This is the seventh featured recipe from the IPython Cookbook, the definitive guide to high-performance scientific computing and data science in Python.

In Chapter 7, Statistical Data Analysis, we introduce statistical methods for data analysis. In addition to covering statistical packages such as pandas, statsmodels, and PyMC, we explain the basics of the underlying mathematical principles. Therefore, this chapter will be most profitable if you have basic experience with probability theory and calculus.

The next chapter, Chapter 8, Machine Learning, is closely related; the underlying mathematics is very similar, but the goals are slightly different. While in the present chapter, we show how to gain insight into real-world data and how to make informed decisions in the presence of uncertainty, in the next chapter the goal is to learn from data, that is, to generalize and to predict outcomes from partial observations.

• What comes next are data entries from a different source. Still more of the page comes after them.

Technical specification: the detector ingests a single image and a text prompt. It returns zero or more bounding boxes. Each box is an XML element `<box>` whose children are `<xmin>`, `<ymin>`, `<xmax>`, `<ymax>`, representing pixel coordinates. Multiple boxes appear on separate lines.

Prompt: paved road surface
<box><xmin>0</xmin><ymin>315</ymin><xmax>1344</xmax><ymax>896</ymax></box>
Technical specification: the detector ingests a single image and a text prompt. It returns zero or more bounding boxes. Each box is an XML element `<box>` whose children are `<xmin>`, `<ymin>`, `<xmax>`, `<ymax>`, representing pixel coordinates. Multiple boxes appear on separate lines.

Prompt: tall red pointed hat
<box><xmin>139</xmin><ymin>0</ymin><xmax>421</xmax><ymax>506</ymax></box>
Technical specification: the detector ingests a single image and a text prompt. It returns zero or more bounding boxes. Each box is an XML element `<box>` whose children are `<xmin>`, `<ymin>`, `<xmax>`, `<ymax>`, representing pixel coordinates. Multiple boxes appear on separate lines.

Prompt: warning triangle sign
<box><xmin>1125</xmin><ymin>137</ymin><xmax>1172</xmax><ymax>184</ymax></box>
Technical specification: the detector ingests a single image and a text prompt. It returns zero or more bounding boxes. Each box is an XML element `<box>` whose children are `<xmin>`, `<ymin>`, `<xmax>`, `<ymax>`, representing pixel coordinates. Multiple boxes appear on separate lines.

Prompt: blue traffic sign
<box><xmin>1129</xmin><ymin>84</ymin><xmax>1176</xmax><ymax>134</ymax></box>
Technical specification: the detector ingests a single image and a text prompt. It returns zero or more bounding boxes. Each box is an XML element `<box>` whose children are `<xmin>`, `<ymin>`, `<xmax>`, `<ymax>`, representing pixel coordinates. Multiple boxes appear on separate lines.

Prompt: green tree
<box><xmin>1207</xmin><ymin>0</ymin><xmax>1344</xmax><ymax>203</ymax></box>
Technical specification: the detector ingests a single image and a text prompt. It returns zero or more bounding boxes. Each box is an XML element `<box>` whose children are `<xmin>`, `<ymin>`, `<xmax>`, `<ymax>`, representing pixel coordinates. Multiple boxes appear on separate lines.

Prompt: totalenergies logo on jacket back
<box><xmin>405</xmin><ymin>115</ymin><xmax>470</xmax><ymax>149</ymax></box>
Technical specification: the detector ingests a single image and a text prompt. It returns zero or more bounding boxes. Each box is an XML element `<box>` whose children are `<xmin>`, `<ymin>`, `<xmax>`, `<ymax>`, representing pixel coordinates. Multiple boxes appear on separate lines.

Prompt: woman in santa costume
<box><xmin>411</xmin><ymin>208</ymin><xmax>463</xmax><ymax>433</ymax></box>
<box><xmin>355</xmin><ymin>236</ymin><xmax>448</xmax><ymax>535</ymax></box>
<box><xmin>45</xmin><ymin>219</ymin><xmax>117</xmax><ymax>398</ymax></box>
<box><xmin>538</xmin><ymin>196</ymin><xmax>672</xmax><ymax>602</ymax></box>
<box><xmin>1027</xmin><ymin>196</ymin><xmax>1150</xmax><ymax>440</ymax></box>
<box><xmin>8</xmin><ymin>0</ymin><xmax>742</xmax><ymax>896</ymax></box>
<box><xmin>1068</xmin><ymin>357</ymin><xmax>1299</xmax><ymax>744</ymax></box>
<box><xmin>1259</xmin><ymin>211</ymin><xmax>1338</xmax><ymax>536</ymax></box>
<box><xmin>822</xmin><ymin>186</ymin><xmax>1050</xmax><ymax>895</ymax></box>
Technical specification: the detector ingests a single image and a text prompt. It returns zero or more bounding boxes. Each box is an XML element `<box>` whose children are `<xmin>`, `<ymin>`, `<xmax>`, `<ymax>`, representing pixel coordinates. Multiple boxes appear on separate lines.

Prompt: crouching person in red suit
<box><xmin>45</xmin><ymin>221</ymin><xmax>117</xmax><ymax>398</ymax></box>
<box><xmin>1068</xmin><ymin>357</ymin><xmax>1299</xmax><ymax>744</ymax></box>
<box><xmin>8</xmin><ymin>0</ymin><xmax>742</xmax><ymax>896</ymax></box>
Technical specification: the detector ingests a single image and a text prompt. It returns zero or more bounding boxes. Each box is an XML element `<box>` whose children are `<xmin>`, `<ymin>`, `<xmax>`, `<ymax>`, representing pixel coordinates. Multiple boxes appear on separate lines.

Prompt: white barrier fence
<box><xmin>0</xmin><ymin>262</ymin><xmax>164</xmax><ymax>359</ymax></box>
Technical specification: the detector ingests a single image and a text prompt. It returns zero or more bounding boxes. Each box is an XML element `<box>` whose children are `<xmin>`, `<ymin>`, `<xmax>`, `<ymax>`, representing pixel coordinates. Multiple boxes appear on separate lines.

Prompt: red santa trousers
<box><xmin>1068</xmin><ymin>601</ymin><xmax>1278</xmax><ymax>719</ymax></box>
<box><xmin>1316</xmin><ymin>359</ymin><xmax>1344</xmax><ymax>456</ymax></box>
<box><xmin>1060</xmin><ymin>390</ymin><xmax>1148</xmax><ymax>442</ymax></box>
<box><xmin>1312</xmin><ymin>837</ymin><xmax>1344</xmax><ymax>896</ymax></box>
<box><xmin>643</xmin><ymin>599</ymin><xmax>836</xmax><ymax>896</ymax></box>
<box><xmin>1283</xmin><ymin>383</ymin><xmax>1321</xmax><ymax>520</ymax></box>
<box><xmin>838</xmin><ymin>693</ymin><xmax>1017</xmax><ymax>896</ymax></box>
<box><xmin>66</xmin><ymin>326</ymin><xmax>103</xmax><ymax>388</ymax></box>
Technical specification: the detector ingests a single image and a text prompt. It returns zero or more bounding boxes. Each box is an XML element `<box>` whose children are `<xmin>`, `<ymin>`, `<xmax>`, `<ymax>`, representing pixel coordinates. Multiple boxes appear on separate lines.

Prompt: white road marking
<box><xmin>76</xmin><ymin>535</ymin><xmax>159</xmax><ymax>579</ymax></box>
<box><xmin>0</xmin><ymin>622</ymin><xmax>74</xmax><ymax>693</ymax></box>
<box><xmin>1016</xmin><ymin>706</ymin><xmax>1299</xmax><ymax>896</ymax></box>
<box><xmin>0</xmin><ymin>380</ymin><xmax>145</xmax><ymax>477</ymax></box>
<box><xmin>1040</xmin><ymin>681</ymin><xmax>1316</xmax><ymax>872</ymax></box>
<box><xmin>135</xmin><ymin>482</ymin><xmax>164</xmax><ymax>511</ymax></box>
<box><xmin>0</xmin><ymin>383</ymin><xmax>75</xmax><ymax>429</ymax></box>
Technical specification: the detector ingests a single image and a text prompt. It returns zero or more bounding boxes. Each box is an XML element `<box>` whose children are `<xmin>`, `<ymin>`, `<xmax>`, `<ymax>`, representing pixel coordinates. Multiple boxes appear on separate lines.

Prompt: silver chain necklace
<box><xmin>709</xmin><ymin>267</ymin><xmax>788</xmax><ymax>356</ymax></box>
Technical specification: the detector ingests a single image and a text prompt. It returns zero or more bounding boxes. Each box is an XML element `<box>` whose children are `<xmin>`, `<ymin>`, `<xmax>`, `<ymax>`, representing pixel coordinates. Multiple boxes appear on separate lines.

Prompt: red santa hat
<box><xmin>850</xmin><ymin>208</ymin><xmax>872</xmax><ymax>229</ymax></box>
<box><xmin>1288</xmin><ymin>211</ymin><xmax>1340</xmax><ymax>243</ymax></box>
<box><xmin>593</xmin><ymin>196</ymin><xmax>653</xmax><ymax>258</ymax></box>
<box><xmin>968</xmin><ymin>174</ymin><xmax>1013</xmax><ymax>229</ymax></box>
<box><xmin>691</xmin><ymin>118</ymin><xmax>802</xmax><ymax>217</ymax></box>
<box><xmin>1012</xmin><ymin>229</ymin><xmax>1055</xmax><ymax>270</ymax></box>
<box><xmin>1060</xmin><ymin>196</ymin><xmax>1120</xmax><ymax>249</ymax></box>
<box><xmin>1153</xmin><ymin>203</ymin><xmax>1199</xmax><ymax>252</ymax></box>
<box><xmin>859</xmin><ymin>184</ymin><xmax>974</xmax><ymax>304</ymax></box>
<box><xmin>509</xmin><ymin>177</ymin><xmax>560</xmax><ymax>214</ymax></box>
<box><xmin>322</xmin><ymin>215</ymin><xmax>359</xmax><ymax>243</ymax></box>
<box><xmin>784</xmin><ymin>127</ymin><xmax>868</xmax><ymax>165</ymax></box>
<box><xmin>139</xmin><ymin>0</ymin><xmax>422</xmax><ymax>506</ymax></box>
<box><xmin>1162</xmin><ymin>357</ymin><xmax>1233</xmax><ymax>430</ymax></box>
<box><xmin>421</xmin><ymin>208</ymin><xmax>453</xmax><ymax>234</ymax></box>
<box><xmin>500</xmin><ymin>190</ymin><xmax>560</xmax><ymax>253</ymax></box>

In this featured recipe, we give a broad, high-level overview of the methods we will see in Chapter 7, and we give an introduction to frequentist and Bayesian statistics.

The full chapter is available in the book, and covers many more statistical methods.

What is statistical data analysis?

The goal of statistical data analysis is to understand a complex, real-world phenomenon from partial and uncertain observations. The uncertainty in the data results in uncertainty in the knowledge we get about the phenomenon. A major goal of the theory is to quantify this uncertainty.

It is important to make the distinction between the mathematical theory underlying statistical data analysis, and the decisions made after conducting an analysis. The former is perfectly rigorous; perhaps surprisingly, mathematicians were able to build an exact mathematical framework to deal with uncertainty. Nevertheless, there is a subjective part in the way statistical analysis yields actual human decisions. Understanding the risk and the uncertainty behind statistical results is critical in the decision-making process.

In this chapter, we will see the basic notions, principles, and theories behind statistical data analysis, covering in particular how to make decisions with a quantified risk. Of course, we will always show how to implement these methods with Python.

A bit of vocabulary

There are many terms that need introduction before we get started with the recipes. These notions allow us to classify statistical techniques within multiple axes.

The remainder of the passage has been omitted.